Jonché d’embûches, d’Indiens sur le sentier de la guerre, de brigands plus bêtes que méchants, le voyage n’a rien d’un long fleuve tranquille….

Luke devra composer avec les usages de ses hôtes, la nourriture kasher, le shabbat, les interdits et surtout Rachel Stern, une « yiddish mamma » plus vraie que nature qui veut à tout prix le faire manger et lui trouver une fiancée ! Mais comme toujours dans Lucky Luke tout se terminera bien et le héros repartira seul dans le couchant en sifflant son air favori.
Fixés il y a soixante-dix ans par Morris, son créateur, et peaufinés pendant plus de deux décennies par René Goscinny, les codes et les règles qui régissent les aventures du plus célèbre cow-boy du neuvième art sont inaltérables et redoutablement complexes.
L’aimable légèreté de ce western pour de rire cache une puissante et subtile machinerie, tant dans la narration graphique que dans la gestion du tempo et des personnages.
Et les différents auteurs qui ont assuré la postérité de la série après la disparition de Morris en 2001, ont dû s’y conformer.

Un rêve de gosse


Aux côtés de l’inaltérable Achdé, le dessinateur officiel de Lucky Luke depuis plus de quinze ans, Jul qui signe ici sa première contribution en tant que scénariste, n’y fait pas exception.
Pour le créateur de Silex and the City, se retrouver à la tête d’une série mythique, en lieu et place de René Goscinny, son idole, est un rêve de gosse.
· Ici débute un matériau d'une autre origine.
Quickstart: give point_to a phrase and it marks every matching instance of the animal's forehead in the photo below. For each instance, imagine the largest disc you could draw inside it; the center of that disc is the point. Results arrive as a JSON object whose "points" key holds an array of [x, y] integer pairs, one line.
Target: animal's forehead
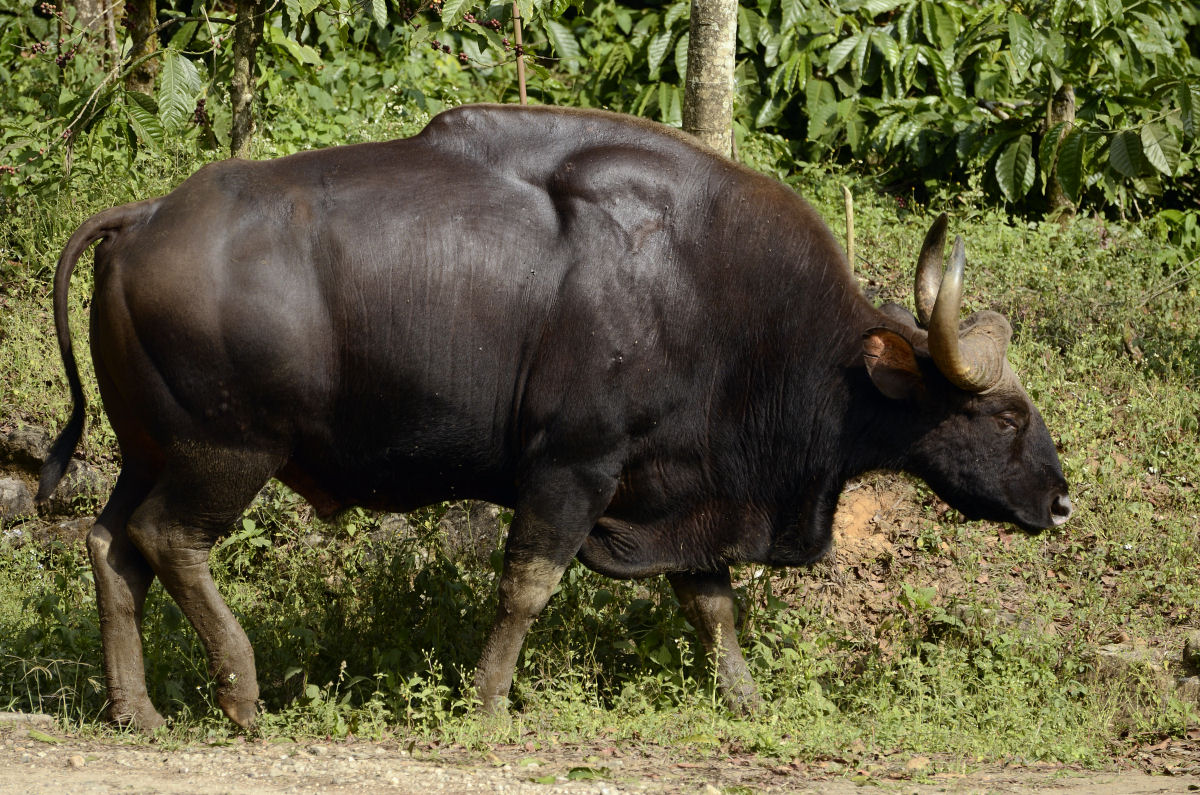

La Terre promise n’a jamais mieux porté son nom.
Bercé par Astérix et Lucky Luke, le normalien défroqué (et sinologue distingué !) qui a fait ses armes dans le dessin de presse et a collaboré pendant des années à Charlie hebdo, est sans doute l’un des meilleurs spécialistes du maître.
Anne Goscinny l’attentive héritière du géant disparu en 1977, voit même en Jul l’un de ses rares fils spirituels, au même titre qu’Alain Chabat.
De fait, le quadra démontre une grande maîtrise de la grammaire goscinienne : comique de répétition, double détente, références cachées, clins d’œil à l’actualité, quiproquo, agilité verbale et autres jeux de langue (même si pour Lucky Luke, Morris qui ne prisait guère les calembours les a toujours proscrit !).

Clins d’œil à Rabbi Jacob


Fort en thème, Jul déroule quelques-uns des clichés attachés aux Juifs et parsème l’histoire de références à l’Ancien testament, aux douze tribus d’Israël et, plus étonnant, aux colons juifs dans les territoires !
Qu’on ne s’y trompe pas, le ton est évidemment bon enfant et Jul ne va pas plus loin que Gérard Oury n’allait en 1973, avec Les Aventures de Rabbi Jacob. Le film sert d’ailleurs en quelque sorte de repère et de mètre étalon dans la manière de dépeindre cette communauté et les clins d’œil – appuyés – aux scènes les plus célèbres ne manquent pas : « Comment, vous n’êtes pas juif, Lucky Luke !? »
L’ensemble est bien fait, malin, sur mesure, du travail de professionnels auquel il manque cependant la petite étincelle, la malice jubilatoire et l’envie de s’asticoter, de se surprendre mutuellement qu’avaient Morris et Goscinny. Difficile il est vrai d’être complices dés la première rencontre, il faudra suivre les prochains albums.
Les augures sont d’ailleurs loin d’être funestes : la scène un peu dingue où le petit Yankel, en chantant A yiddish mame, change, de manière complètement inattendue, le cours des évènements laisse entrevoir le potentiel comique du nouveau tandem.

La Terre promise, Ed. Dargaud. 48p. 10,60€.